著者が英国留学をした際、彼の国には「名ゼリフ集」なるものがあつて、俳優はその中から好きなセリフを選んでオーディションに臨むのだとか。
本邦にもそんなものがあればなあ、といふのがこの本を作るきつかけになつたといふ。
しかし。
残念ながら、この本だけでは本邦における名セリフ集は完結しない。
著者は古今東西から「これは」と思はれるセリフを選んだ、と書いてゐる。
だが、まつたくすつぽり抜けてしまつてゐるものがある。
それは、古典のセリフだ。
「名セリフ!」の中にはギリシャ悲喜劇やシェークスピアからの引用ももちろんある。
それぢやあ何が足りないのか、といふと、本邦の古典、すなはち「しがねえ恋の情が仇」とか「せまじきものは宮仕へ」とか「今ごろは半七さん」とか「そりや聞こえませぬ伝兵衛さん」とか、とにかくその類がごつそり抜けてゐるのである。長谷川伸もないし、眞山青果もない。「別れろ切れろは」もないし、「赤城の山も今宵を限り」もない。

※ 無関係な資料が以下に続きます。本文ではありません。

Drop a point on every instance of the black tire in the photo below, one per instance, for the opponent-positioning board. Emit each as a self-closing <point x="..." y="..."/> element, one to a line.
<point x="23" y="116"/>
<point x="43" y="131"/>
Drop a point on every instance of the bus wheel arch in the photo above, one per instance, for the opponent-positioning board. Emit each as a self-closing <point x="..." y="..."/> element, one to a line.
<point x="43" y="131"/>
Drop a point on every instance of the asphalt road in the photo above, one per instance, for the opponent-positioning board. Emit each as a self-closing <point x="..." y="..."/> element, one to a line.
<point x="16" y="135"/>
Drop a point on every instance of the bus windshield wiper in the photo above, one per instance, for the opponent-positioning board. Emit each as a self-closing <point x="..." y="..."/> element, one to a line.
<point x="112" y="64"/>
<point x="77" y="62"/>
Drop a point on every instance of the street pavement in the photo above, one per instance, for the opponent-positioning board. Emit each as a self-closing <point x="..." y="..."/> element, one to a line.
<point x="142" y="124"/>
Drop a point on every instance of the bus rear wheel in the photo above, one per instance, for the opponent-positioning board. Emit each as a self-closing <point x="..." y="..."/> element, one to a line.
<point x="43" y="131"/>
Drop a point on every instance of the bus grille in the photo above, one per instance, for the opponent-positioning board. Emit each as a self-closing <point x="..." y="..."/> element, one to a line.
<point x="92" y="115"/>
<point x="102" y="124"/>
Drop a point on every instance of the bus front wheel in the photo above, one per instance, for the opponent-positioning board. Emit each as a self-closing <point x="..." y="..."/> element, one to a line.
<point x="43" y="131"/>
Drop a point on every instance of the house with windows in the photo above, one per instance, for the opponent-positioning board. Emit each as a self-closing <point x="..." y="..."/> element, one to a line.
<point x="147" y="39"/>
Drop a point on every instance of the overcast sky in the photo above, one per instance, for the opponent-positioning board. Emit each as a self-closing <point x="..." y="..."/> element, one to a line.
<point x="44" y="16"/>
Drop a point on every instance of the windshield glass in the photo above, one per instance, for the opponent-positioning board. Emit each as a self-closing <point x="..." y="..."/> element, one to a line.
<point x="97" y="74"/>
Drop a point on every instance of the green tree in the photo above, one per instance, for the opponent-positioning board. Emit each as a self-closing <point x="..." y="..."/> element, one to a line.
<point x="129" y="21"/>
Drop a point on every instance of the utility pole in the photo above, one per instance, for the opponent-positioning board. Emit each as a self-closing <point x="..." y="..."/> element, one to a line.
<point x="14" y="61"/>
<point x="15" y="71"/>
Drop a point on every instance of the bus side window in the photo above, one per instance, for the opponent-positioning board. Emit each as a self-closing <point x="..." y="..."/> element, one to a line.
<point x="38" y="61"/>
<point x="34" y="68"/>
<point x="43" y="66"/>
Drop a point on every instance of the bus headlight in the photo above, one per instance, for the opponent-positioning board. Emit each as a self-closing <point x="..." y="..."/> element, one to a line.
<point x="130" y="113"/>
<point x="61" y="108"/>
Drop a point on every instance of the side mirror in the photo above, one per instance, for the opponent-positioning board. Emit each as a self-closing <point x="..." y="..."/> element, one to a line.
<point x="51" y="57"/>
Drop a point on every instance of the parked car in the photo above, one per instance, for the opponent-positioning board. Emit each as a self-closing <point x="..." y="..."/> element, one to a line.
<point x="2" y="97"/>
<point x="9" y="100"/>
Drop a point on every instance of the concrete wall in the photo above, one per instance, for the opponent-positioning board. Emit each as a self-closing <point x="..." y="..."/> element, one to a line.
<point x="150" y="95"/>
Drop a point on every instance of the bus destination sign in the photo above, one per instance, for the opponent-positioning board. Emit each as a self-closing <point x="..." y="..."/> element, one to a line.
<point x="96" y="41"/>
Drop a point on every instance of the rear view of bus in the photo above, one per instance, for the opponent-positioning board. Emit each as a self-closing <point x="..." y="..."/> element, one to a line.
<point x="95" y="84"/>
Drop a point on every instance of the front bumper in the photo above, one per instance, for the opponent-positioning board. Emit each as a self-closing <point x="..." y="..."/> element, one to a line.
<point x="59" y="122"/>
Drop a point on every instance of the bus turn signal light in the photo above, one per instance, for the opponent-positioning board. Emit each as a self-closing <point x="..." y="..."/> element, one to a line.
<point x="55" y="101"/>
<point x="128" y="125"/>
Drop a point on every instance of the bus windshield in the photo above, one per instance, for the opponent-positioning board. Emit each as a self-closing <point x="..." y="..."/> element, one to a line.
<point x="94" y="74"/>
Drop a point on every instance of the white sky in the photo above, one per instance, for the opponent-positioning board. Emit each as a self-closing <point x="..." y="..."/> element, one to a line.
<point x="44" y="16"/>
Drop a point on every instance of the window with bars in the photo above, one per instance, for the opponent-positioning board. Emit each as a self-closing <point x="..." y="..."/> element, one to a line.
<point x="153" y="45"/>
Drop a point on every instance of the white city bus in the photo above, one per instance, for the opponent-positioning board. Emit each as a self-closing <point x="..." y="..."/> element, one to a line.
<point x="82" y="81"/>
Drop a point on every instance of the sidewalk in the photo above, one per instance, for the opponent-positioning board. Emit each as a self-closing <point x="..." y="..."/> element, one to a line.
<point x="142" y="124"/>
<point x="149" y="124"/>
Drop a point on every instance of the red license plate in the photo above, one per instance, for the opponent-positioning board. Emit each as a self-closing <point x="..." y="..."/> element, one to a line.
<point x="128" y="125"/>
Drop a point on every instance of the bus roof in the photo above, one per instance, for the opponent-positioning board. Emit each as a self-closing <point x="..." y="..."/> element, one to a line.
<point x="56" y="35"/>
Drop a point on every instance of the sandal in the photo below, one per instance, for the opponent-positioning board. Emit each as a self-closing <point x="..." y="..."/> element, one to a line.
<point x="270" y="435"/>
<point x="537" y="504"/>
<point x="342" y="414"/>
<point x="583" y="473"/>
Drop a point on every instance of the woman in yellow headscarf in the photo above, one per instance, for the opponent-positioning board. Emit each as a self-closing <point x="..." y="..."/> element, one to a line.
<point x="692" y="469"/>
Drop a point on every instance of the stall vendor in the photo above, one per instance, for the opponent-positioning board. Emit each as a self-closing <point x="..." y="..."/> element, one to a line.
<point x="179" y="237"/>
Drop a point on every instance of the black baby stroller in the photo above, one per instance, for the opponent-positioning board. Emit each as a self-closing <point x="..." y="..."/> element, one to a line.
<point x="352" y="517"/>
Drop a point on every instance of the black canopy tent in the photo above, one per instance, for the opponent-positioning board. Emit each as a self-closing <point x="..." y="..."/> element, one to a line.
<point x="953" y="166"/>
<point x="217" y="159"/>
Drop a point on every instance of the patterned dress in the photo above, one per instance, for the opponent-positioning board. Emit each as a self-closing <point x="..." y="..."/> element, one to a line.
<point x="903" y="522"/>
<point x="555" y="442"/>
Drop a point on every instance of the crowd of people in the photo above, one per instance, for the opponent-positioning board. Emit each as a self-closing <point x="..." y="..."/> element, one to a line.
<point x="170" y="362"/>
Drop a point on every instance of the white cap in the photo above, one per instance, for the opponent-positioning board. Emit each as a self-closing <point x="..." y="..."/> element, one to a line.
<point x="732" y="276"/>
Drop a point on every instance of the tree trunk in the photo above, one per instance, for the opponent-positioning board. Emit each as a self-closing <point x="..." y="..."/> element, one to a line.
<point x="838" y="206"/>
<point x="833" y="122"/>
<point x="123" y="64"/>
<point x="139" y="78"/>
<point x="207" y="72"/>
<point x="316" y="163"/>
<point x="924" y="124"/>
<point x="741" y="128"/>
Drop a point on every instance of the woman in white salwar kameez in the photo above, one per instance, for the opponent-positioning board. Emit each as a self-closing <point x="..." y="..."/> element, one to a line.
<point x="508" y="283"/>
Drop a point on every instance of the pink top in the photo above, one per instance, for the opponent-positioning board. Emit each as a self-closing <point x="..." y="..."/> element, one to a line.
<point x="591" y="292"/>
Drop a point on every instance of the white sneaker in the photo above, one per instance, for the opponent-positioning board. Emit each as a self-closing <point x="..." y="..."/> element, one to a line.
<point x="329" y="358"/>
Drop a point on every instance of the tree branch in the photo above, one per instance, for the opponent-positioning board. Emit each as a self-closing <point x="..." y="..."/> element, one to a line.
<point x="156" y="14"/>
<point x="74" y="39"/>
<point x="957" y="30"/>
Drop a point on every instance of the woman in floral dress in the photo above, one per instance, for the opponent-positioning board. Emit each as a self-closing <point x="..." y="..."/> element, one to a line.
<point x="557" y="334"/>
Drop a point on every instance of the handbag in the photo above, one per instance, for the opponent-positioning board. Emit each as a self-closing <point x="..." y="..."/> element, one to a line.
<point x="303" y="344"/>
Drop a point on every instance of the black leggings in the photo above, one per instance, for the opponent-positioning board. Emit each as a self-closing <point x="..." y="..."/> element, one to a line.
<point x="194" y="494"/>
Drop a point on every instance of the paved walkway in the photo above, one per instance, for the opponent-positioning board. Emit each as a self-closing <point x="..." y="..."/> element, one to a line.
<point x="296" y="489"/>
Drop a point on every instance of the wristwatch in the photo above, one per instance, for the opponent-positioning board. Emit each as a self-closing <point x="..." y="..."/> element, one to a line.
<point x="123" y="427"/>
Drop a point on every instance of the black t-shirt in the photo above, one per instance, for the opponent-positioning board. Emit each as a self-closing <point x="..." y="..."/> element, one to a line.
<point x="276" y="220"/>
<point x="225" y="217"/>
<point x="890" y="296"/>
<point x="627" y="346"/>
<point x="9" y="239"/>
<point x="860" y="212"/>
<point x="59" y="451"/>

鴻上尚史の頭の中に、「俳優がオーディションで使へるやうなもの」といふ考へがあつたのだとしたら、一面、これは正しからう。
今更どのオーディションで切られ与三のせりふを云ふものがあらうか。「別れろ切れろは芸者の時に云ふことば」なんて、新派のオーディションでなければ通用しないのかもしれないし。
また、著者は歌舞伎や文楽のセリフ(文楽は「セリフ」とは云はないが)は、戯曲ではない、と、考へてゐるのかもしれない。
だが、かうしたセリフがない以上、物足りない感は否めない。
といふわけで、これを補完するものとして、「おうむ石」や演劇出版社から出てゐる「名せりふ集」を併読するといいだらう。最新の「名せりふ集」には文楽・歌舞伎だけでなく新派や新国劇系の芝居のせりふも網羅されてゐる。
そして、「名セリフ!」と「名せりふ集」、それぞれに掲載されてゐる名せりふを実際声に出して読んでみるといい。
おそらく、口に出して気持ちがいいのは「名せりふ集」に取り上げられてゐるせりふの方なのではないかと思ふが如何に。